The past decade has witnessed the emergence of single-cell technologies that measure the expression level of genes at a single-cell resolution. These developments have revolutionized our understanding of the rich heterogeneity, structure, and dynamics of cellular populations, by probing the states of millions of cells, and their change under different conditions or over time. However, in standard experiments, information about the spatial context of cells, along with additional layers of information they encode about their location along dynamic processes (e.g. cell cycle or differentiation trajectories), is either lost or not explicitly accessible. This poses a fundamental problem for elucidating collective tissue function and mechanisms of cell-to-cell communication.

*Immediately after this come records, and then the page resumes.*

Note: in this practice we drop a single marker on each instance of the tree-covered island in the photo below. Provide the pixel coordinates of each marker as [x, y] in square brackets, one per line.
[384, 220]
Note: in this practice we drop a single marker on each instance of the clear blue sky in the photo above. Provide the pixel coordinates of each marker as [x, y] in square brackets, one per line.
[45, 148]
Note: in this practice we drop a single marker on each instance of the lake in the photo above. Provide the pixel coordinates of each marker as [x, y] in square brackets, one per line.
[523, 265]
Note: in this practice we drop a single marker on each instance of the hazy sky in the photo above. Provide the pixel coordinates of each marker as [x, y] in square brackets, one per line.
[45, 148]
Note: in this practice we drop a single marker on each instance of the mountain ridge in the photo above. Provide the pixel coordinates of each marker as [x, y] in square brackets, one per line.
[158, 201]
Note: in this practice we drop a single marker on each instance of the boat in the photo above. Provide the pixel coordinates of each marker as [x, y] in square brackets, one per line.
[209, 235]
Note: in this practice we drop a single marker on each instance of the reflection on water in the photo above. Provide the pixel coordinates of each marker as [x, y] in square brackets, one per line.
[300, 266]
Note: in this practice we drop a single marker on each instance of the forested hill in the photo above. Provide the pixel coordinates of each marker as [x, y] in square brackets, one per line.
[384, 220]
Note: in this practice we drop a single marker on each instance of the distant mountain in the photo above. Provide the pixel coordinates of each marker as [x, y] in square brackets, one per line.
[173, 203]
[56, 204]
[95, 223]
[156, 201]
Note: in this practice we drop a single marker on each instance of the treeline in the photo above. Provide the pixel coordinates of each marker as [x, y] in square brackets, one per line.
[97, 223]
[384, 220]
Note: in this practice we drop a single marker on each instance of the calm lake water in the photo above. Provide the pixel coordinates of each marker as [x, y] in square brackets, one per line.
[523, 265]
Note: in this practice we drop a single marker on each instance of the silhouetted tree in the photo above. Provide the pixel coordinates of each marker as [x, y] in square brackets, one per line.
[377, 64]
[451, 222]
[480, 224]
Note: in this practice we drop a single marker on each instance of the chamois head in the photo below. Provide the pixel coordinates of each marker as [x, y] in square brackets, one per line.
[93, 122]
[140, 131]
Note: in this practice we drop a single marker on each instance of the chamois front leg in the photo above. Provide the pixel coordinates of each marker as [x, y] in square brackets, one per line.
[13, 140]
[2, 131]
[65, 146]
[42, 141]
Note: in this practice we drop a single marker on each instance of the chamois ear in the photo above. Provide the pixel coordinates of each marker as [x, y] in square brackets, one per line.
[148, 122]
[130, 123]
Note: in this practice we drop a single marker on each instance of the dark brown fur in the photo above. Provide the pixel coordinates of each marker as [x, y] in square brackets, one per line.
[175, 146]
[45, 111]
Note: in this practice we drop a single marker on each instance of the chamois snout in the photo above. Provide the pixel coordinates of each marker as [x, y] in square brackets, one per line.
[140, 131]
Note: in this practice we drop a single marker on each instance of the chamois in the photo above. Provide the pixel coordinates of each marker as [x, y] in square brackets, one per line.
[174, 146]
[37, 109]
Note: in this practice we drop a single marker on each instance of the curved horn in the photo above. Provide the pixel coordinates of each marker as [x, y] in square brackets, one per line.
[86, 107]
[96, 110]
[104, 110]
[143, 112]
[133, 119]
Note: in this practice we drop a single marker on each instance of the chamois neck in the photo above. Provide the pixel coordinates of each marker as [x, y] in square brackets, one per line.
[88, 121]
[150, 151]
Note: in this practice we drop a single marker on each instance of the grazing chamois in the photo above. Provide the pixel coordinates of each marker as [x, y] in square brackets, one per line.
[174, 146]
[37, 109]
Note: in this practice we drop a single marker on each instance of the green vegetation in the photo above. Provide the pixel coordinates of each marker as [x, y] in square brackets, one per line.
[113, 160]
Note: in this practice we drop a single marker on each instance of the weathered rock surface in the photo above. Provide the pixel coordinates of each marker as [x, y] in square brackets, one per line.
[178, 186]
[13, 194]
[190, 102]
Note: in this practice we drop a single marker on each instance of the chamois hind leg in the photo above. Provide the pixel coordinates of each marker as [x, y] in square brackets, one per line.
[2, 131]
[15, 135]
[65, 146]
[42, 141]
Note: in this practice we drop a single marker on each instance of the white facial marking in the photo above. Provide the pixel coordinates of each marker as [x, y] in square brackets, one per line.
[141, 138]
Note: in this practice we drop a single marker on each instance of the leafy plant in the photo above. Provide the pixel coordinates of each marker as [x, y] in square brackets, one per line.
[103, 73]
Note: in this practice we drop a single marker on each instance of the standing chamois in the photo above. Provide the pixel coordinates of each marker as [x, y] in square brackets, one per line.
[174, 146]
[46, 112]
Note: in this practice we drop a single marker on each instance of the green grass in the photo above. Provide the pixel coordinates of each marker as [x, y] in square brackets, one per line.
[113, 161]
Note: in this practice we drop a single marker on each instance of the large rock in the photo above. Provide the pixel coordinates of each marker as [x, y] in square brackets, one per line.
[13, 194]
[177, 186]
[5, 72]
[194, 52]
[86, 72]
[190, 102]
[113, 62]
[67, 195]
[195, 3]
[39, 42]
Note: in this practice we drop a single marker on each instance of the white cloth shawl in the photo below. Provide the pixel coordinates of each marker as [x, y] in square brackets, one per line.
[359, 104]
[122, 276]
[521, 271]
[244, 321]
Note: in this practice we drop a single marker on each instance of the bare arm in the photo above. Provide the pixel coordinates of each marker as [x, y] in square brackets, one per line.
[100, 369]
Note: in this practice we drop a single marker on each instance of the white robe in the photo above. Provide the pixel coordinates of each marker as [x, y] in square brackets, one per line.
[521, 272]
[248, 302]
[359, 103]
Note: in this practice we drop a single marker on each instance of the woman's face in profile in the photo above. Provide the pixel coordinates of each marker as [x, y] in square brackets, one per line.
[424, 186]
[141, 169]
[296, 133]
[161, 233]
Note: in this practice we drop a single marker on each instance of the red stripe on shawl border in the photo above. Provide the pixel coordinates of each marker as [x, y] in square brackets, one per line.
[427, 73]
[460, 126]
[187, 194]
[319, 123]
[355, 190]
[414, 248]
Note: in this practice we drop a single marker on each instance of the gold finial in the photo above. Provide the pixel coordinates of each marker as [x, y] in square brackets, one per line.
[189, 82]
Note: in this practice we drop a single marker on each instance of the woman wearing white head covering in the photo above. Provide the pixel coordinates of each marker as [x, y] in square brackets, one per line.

In this talk I will present computational approaches for addressing these challenges, by learning interpretable representations of structure, context and design principles for multicellular systems from single-cell information. I will first describe how the locations of cells in their tissue of origin and the resulting spatial gene expression can be probabilistically inferred from single-cell information by a generalized optimal-transport optimization framework, that can flexibly incorporate prior biological assumptions or knowledge derived from experiments. Inference in this case is based on an organization principle for spatial gene expression, namely a structural correspondence between distances of cells in expression and physical space, which we hypothesized and supported for different tissues. We used this framework to spatially reconstruct diverse tissues and organisms, including the fly embryo, mammalian intestinal epithelium and cerebellum, and further inferred spatially informative genes. Since cells encode multiple layers of information, in addition to their spatial context, I will also discuss several approaches for the disentanglement of single-cell gene expression into distinct biological processes, based on ideas rooted in random matrix theory and manifold learning. I will finally discuss how these results can be generalized to reveal principles underlying self-organization of cells into multicellular structures, setting the foundation for the computationally-directed design of cell-to-cell interactions optimized for specific tissue structure or function.